ILS Customer Bill-of-Rights Discourse Continues

I’ve not intentionally delayed my response to Richard Wallis’s recent comments/reply. I’ve been a little busy rolling out our “3.1” feature-set over at I plan a reflective post on “Zen and the Art of OPAC Wrangling” in the next week and another geeky post in which I 1apse 1nt0 b1nar100101 10101001 100101. Damn! Did it already!

But, as it turns out, I’m glad I let this conversation simmer because a number of people have added their thoughts to the mix as well, and I’m really pleased with the fact that this issue is getting some attention. As I’ve said before, what we are allowed to and able to do with our ILSs will determine how pertinent libraries are over the next ten years and beyond. We need to get everything we want from our vendors and we need it fast.

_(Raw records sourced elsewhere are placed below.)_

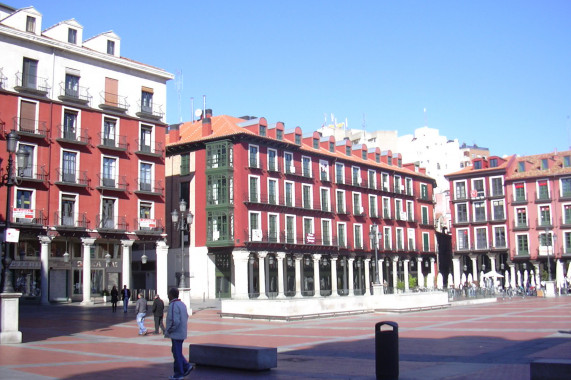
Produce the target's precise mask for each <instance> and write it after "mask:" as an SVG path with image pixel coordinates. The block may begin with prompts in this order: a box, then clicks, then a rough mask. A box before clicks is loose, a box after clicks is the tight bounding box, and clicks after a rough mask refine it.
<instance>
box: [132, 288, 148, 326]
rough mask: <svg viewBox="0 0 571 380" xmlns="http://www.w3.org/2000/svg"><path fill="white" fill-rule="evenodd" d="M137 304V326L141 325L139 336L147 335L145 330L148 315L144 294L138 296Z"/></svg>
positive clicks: (136, 303) (146, 305)
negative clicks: (143, 296) (143, 295)
mask: <svg viewBox="0 0 571 380" xmlns="http://www.w3.org/2000/svg"><path fill="white" fill-rule="evenodd" d="M137 297H138V299H137V303H136V304H135V312H136V313H137V324H138V325H139V335H147V329H146V328H145V316H146V315H147V300H146V299H145V297H143V294H142V293H139V294H138V296H137Z"/></svg>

Originally, Richard had suggested that if we were given open read-only access to the data, we would not “[understand] what the data in the tables actually means”, to which I replied, “This does not give enough credit to those of us who hack away on these systems every day. We’ll figure it out.” Want proof? Richard’s response:

Looking at the issue from John’s end of the telescope it sounds so obvious and simple. Imagine looking at it from as a support analyst’s point of view. From her end of the telescope she can see [in Talis’ case potentially 100+ Johns hacking away on their systems every day – a thought to drive you straight toward the caffeine in the morning!

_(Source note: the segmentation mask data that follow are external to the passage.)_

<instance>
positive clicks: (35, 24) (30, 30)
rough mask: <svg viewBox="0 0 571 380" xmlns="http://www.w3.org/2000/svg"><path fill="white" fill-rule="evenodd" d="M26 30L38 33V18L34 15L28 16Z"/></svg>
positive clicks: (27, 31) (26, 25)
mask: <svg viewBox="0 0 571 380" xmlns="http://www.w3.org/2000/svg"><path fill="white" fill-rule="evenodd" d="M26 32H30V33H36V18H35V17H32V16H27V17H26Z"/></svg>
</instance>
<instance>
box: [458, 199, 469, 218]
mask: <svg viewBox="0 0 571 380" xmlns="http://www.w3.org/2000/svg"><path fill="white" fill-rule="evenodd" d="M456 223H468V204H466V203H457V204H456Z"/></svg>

Let’s just put aside the fact that 100+ Johns, alone, would probably drive you straight toward the closest stiff drink. I’m really not sure how to take this comment, except to say that support analysts are there to “support”. When I talk about changing the way vendors and libraries interface, this falls right into that slot. Those support analysts need to be retrained (reprogrammed?) to be able to think about the caller on the other end of the phone as an equal–that way, they become an advocate for the customer, not just a problem solver. I just can’t buy into the thinking that we can’t be granted the essential right to access our data because that might make it harder to support. That is a challenge for vendors to deal with and I have little interest in how comfortable support analysts are with their job.

The development and support needed to provide an ILS that was capable of being relied upon by 100’s of academic and public libraries, predicated the customer vendor relationship we are now used to.

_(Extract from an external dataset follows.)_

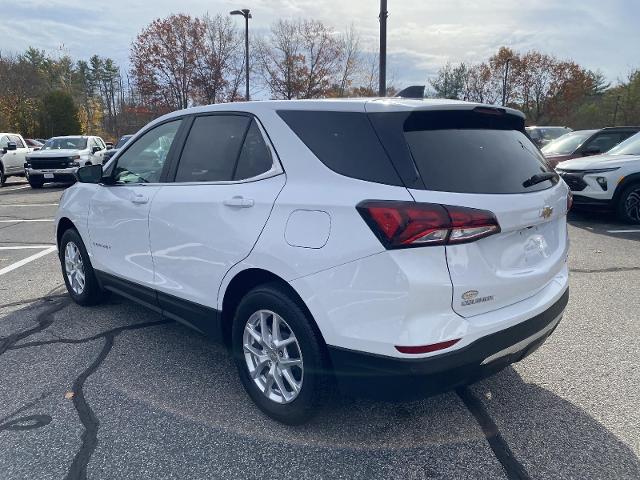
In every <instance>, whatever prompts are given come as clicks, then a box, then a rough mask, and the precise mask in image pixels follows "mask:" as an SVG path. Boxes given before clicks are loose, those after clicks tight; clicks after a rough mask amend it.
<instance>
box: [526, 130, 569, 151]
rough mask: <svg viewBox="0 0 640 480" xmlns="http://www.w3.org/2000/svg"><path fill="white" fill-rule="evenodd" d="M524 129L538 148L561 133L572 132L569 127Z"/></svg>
mask: <svg viewBox="0 0 640 480" xmlns="http://www.w3.org/2000/svg"><path fill="white" fill-rule="evenodd" d="M526 130H527V133H528V134H529V136H530V137H531V140H533V142H534V143H535V144H536V145H538V147H540V148H542V147H544V146H545V145H546V144H548V143H550V142H552V141H553V140H555V139H556V138H559V137H561V136H562V135H565V134H567V133H571V132H573V130H571V129H570V128H569V127H527V128H526Z"/></svg>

To some extent, yes, and I’ve mentioned before that libraries are partially to blame for enabling vendors to pursue their current business models. But the prevailing winds were different, even a few years ago. I’m my mind I tend to liken ILS vendors to the recording industry. A colossal shift is happening within libraries, due in large part to the emergence of web 2.0 technologies. This shift is wresting control of the development process away from vendors and putting it in the hands of the library coder. I believe this will eventually blossom into a large library developers network (and I’m hoping AADL can play a key role in getting that moving). Under current business models, it just doesn’t make sense for vendors to allow that to happen. The arguments against any component of my bill-of-rights have seemed tenuous at best.

Read Paul & Ken’s whitepaper and you will see that we at Talis, believe that things are due for a change, and not a small one; If Libraries are to continue to matter, which we believe they must. We Libraries, librarians, ILS & other system vendors, we will have to embrace and promote that change.

I’m not at all worried whether libraries will matter. I’m worried to what degree they will be pertinent in the lives of our constituents. What vendors need to be asking themselves is, “If we don’t change, will we still be in business?” I see rough times ahead for vendors as the gravy train comes screeching to a halt. I’m glad for Richard that Talis seems to be jumping the rails for a workable business model–I just think they ought to be committed to providing the four basic rights I’ve proposed to libraries. Libraries, in turn, need to be insisting upon them when it comes time to migrate.

You want your OPAC to differentiate your Library; you want your users’ account information to appear in their favorite portal; you want to communicate with your customers by email, RSS, SMS Text, IM, etc.; if all the core functionality was available via a software service you could – and would you care how and on what it ran? I think not.

I think I probably would. As you know, one of my assertions is that we ought to have administrative control over the box. We also need to be able to integrate the box into our enterprise. That means being able to deploy software such as our own backup and restore agents on the server. We’d need access to logs, the ability to monitor processes, etc. Telling an organization to entrust it’s livelihood to you without allowing them to look under the hood is not right. Even philosophically, it doesn’t jive with the idea of web 2.0.

It’s hard not to notice that there is a measure of bitterness directed toward vendors. I myself have been quoted as saying vendors are “money hungry” (when, in fact, my point had been that vendors are perceived as money hungry. An important distinction). At this point, I think it’s important that both sides approach the other in a manner that does not incite defensiveness. In my opinion, the debate over how much we’ve been paying vendors is not important to this discussion and is probably counterproductive. That’s a matter for market forces (and accounting) to deal with. I want this discussion to evolve as it has and hopefully lure other vendors into it as well.

So that’s my response to Richard’s response to my response to his response to my ILS customer bill-of-rights. Headache anyone?